Caribbean musings #2 Is an endless summer really so sweet?
It's hot again. 31 degrees and very humid. The white wooden shuttered doors are flung open to reveal bright blue sky framed with yellow-green plams. The tropical midday sun casts white blocks of light on the verandah floor. There is nothing unusual about this day. But, having just come back to Barabdos from the UK, it does feel unusual. Strange even, that it's summer now in April. And has been since our arrival 20 months ago.
Living in the tropics, in an endless summer, has taken some getting used to. We landed in August 2013 from an unusually hot British summer. At first it was pure joy to wake only to bright sunlight streaming through the curtains. Every day felt like the sort of holiday we'd only ever dreamed of. But slowly, as the weeks and months passed by, I longed for the coolness of Autumn. My constitution was attuned, not only to the way British weather changes daily with annoying frequency, but to a deep, visceral expectation of summer coming to a close as the darkness of October (usually) approaches.
I missed dew on the morning grass and thought of the Bramley apple tree in our back garden and the way I'd send Lila onto the soggy grass to collect windfalls for crumbles and compote. As a child I'd stand with my sisters in the brambles along our grandparent's garden fence pulling tiny thorns from my thumbs and dropping fat blackberries into pudding bowls. It was our September ritual.
So, yes, I felt a bit sad, a bit homesick. Of course I couldn't tell anyone at home, how could I? My Instagram comments said it all: 'shame we can't all live in paradise,' and 'enough perfect weather thanks'. And they were right. This was the kind of climate that dreams were made of. My life was all soft sea breezes and morning sunlight. The daily forecast sounded more like a holiday cocktail list than a weather update. But rather than drifting around whimsically in a kaftan, I struggled to exist in anything other than underwear around the house. And it just wasn't practical to do the school pick up in my bra and knickers - even if they did look a bit like a bikini. Every single item of clothing I owned (and had picked up in the Zara summer sale before we left the UK) contained some percentage of the evil, sweat inducing fabric, polyester. I was so hot it wasn't funny.

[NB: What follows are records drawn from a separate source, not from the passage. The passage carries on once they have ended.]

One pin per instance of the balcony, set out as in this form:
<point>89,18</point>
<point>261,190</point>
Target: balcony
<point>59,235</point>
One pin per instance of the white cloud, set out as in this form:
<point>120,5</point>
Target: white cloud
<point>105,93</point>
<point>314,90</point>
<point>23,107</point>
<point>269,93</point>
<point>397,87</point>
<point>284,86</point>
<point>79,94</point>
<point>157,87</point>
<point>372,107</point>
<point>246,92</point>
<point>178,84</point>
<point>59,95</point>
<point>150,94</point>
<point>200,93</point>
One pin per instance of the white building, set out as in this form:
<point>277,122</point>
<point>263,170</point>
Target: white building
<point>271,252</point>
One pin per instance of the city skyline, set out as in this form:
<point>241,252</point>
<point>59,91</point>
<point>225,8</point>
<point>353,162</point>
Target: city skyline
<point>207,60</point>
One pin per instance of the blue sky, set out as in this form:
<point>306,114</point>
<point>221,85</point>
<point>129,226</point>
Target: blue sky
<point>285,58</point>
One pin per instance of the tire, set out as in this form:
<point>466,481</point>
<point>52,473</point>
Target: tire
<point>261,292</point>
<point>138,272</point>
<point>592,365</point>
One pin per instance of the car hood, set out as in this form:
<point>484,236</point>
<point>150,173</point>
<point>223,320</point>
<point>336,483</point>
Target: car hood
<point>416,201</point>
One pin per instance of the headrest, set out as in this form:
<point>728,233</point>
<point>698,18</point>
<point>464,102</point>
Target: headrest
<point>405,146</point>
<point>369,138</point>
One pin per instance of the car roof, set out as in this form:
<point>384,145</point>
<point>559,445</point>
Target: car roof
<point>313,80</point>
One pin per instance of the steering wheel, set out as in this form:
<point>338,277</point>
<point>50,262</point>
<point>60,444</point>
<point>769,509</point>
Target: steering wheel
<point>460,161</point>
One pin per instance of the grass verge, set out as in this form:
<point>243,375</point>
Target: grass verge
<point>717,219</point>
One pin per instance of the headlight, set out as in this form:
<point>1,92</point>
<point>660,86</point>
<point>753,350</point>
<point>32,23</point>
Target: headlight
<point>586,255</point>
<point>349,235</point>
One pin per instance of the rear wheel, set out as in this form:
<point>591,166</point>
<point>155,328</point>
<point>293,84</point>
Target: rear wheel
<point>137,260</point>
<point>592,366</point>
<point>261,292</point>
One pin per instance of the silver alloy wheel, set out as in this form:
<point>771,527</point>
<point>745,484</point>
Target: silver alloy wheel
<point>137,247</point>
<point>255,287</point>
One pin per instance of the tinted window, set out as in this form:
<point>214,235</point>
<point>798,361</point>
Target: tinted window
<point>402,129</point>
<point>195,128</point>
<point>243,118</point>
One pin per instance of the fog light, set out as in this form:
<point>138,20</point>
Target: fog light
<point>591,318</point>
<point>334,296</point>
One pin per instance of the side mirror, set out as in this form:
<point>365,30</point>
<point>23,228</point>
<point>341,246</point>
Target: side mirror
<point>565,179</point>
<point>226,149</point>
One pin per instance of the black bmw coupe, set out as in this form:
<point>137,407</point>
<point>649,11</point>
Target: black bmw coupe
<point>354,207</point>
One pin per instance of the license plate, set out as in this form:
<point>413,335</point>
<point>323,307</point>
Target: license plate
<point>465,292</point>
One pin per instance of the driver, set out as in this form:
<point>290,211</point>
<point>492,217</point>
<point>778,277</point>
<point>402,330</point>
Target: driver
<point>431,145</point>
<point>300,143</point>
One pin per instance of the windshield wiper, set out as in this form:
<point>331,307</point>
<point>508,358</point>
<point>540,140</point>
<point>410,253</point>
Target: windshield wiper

Gradually, I adapted to the humidity (usually around 80 per cent). I did things more slowly. I made sure that the first thing I did before I made breakfast for the children, or sat down at my laptop, was turn the fan on. I learned how to dress in the heat and replaced all of my polyster with linen, rayon and light cotton. I ate differently - lightly. I enoyed the fact that I didn't have to struggle to get the kids into boots, hats and scarves or pull tiny gloves onto my toddler's fingers (only to have them pulled off again) before rushing out the door every morning.
When our first lot of visitors arrived (from a bleak British February) it was like experiencing the arrival of summer - with all it's abundent pleasure - once more. And as we sat on the verandah enjoying iced G&T's, suddenly it all seemed so easy.
John Steinbeck might have said, 'What good is the warmth of summer without the cold of winter to give it sweetness?' but for now - when it comes to the damp cold, the kind that gets right into your bones - ignorance is bliss.